MindOmni – A Multimodal Large Language Model Jointly Developed by Tencent and Tsinghua University, Among Other Institutions

What is MindOmni?

MindOmni is a multimodal large language model developed by Tencent ARC Lab in collaboration with Tsinghua Shenzhen International Graduate School, The Chinese University of Hong Kong, and The University of Hong Kong. It significantly enhances the reasoning and generation capabilities of vision-language models through a reinforcement learning algorithm known as RGPO (Reasoning Generation Policy Optimization).
Using a three-stage training strategy, the model first builds a unified vision-language framework, then applies supervised fine-tuning with chain-of-thought (CoT) data, and finally optimizes its reasoning-generation ability using RGPO. MindOmni excels in multimodal understanding and generation tasks and demonstrates powerful reasoning-generation performance in complex scenarios such as mathematical problem-solving, opening new paths for multimodal AI development.

Key Features of MindOmni

Visual Understanding: Interprets and analyzes image content, and answers image-related questions.
Text-to-Image Generation: Produces high-quality images based on textual descriptions.
Reasoning Generation: Performs complex logical reasoning and generates images embedded with reasoning processes.
Visual Editing: Edits existing images by adding, removing, or modifying elements.
Multimodal Input Processing: Accepts and processes both text and image inputs simultaneously to generate contextually appropriate outputs.

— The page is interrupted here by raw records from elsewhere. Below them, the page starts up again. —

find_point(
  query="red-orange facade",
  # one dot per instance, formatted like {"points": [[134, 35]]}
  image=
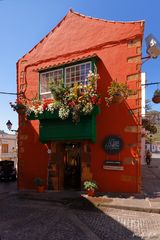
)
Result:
{"points": [[117, 49]]}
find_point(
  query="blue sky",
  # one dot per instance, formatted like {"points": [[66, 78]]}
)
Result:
{"points": [[23, 23]]}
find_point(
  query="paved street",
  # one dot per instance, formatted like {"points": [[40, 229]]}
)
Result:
{"points": [[151, 176], [78, 219], [22, 219]]}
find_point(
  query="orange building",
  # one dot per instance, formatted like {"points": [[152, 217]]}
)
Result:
{"points": [[104, 146]]}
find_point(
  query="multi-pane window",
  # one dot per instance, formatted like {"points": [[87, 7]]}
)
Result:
{"points": [[73, 74], [45, 78], [77, 73], [4, 148]]}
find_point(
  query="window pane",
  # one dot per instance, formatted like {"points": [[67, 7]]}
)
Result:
{"points": [[77, 73], [45, 78]]}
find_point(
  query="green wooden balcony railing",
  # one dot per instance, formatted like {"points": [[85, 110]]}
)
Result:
{"points": [[53, 128]]}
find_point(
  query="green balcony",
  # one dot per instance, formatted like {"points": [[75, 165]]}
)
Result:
{"points": [[52, 128]]}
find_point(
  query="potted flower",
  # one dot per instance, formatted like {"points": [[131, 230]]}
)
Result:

Technical Architecture of MindOmni

Model Components:
- Vision-Language Model (VLM): Uses a pre-trained Vision Transformer (ViT) to extract visual features and a text encoder to convert text into discrete tokens.
- Lightweight Connector: Bridges the VLM and the diffusion decoder to ensure seamless feature transfer.
- Text Head: Handles textual input and output generation.
- Diffusion Decoder Module: Generates images through a denoising process that transforms latent noise into visual outputs.
Three-Stage Training Strategy:
1. Stage 1 – Pretraining:
  Equips the model with basic text-to-image generation and editing capabilities. Trains on image-text pairs and X2I datasets to link the VLM and diffusion decoder. Optimization is guided by diffusion loss and KL divergence loss.
2. Stage 2 – CoT Fine-Tuning:
  Uses Chain-of-Thought (CoT) instruction data to improve logical reasoning generation. A series of coarse-to-fine CoT instructions are used to supervise and fine-tune the model.
3. Stage 3 – Reinforcement Learning with RGPO:
  Enhances the quality and accuracy of generated content using multimodal feedback signals (text + image features). Introduces:
  - Reasoning Generation Policy Optimization (RGPO) algorithm
  - Format and Consistency Reward Functions to evaluate vision-language alignment
  - KL Divergence Regularization to stabilize training and avoid catastrophic forgetting

Project Resources

Official Website: https://mindomni.github.io/
GitHub Repository: https://github.com/TencentARC/MindOmni
arXiv Paper: https://arxiv.org/pdf/2505.13031
Online Demo: https://huggingface.co/spaces/stevengrove/MindOmni

Application Scenarios of MindOmni

Content Creation: Generates high-quality images from text descriptions, useful for creative industries such as advertising, gaming, and film production, accelerating the design and ideation process.
Education: Produces visuals and explanatory graphics aligned with teaching materials, helping students understand and retain complex concepts more effectively.
Entertainment Industry: Generates characters, scenes, and props for game development; provides storyboards and concept art for film production, enhancing creative expression.
Advertising: Creates compelling visuals and promotional content to boost marketing performance.
Smart Assistants: Combines voice, text, and image inputs to offer more natural and intelligent user interactions, catering to a wide range of user needs.